One way around this is to use chemical hand warmers on the output pipe or regulator. We you these for winter camping when it gets below zero and the gas will flow much better. The good hand warmer will last up to 12 hours.

Dave, 87 Syncro Westy Zetec

Richard A Jones <jones@COLORADO.EDU> wrote: > The heater worked fine until the gas in the tank > reached the outside temp. About 1 hr. Thought it was the battery, tested > it ,bat. good. Thought it was frozen, nothing frozen. Decided to turn > that tank off and turn on the westy tank, worked fine all night. Temps > the following night in the 20's. Put the barbie tank back on worked fine > all night long. It has something with the surface area of the liquid > boiling off into a gas. A tank standing up that is 6 in diameter and 30 > in long has a 6 in circle of gas exposed. Take that same tank and lay it > down, you now have 6 in by 30 in of gas exposed. The more liquid gas > exposed the more gas it produces.I know it sounds hard to understand but > this was the way it was explained to me.

Does your barbie tank have a single-stage regulator? That might be the problem. That's partly why we have two-stage regulators on the Westy tanks.

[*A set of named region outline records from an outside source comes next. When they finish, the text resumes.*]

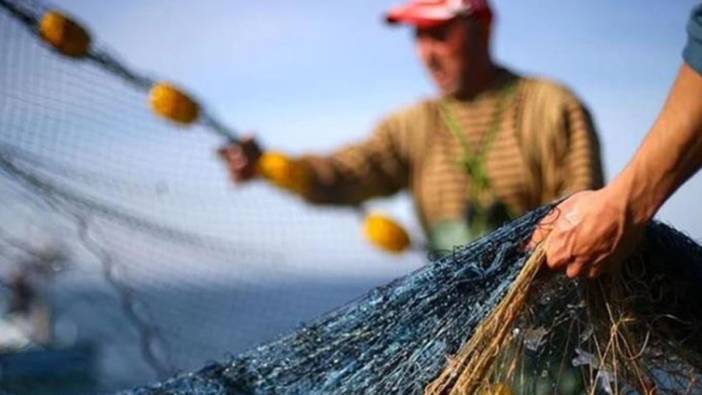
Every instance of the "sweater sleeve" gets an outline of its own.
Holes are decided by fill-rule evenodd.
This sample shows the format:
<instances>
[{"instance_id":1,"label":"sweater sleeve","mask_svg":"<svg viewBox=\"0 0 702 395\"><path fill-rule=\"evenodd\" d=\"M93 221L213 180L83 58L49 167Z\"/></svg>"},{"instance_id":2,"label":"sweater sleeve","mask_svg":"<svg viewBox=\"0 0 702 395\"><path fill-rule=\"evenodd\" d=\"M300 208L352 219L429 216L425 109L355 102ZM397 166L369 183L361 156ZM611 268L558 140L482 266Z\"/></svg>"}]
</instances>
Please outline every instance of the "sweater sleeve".
<instances>
[{"instance_id":1,"label":"sweater sleeve","mask_svg":"<svg viewBox=\"0 0 702 395\"><path fill-rule=\"evenodd\" d=\"M317 204L356 205L388 196L409 184L409 164L402 136L406 122L391 116L365 141L329 155L301 158L309 176L303 199Z\"/></svg>"},{"instance_id":2,"label":"sweater sleeve","mask_svg":"<svg viewBox=\"0 0 702 395\"><path fill-rule=\"evenodd\" d=\"M687 24L687 46L683 51L685 62L702 74L702 5L696 6Z\"/></svg>"}]
</instances>

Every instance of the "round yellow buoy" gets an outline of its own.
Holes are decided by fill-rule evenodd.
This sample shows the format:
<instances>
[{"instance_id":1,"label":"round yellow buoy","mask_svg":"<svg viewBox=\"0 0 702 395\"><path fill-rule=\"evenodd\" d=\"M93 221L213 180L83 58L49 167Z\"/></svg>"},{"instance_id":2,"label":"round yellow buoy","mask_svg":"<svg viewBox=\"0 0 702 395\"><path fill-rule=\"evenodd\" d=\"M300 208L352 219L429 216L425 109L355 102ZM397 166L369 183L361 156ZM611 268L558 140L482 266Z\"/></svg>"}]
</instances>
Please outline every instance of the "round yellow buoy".
<instances>
[{"instance_id":1,"label":"round yellow buoy","mask_svg":"<svg viewBox=\"0 0 702 395\"><path fill-rule=\"evenodd\" d=\"M380 214L371 214L363 223L368 241L387 252L398 254L409 247L407 232L397 222Z\"/></svg>"},{"instance_id":2,"label":"round yellow buoy","mask_svg":"<svg viewBox=\"0 0 702 395\"><path fill-rule=\"evenodd\" d=\"M165 82L151 88L149 103L157 115L184 125L194 122L200 115L200 106L190 96Z\"/></svg>"},{"instance_id":3,"label":"round yellow buoy","mask_svg":"<svg viewBox=\"0 0 702 395\"><path fill-rule=\"evenodd\" d=\"M280 152L266 152L261 155L258 172L268 181L280 188L293 192L303 192L308 184L308 172L299 162Z\"/></svg>"},{"instance_id":4,"label":"round yellow buoy","mask_svg":"<svg viewBox=\"0 0 702 395\"><path fill-rule=\"evenodd\" d=\"M57 51L74 58L84 56L90 47L88 32L57 11L47 11L42 16L39 35Z\"/></svg>"}]
</instances>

This from: http://www.propane.ca/Resources/page10.asp > Reduced Freeze-ups/Service Calls - Regulator freeze-up occurs when moisture in the gas condenses and freezes on cold surfaces of the regulator nozzle. The nozzle becomes chilled when high pressure gas expands across it into the regulator body. This chilling action is more severe in single stage systems as gas expands from tank pressure to 11" w.c. through a single regulator nozzle. > > Two-stage systems can greatly reduce the possibility of freeze-ups and resulting service calls as the expansion of gas from tank pressure to 11" w.c. is divided into two steps, with less chilling effect at each regulator. In addition, after the gas exits the first stage regulator and enters the first-stage transmission line, it picks up heat from the line, further reducing the possibility of second stage freeze-up.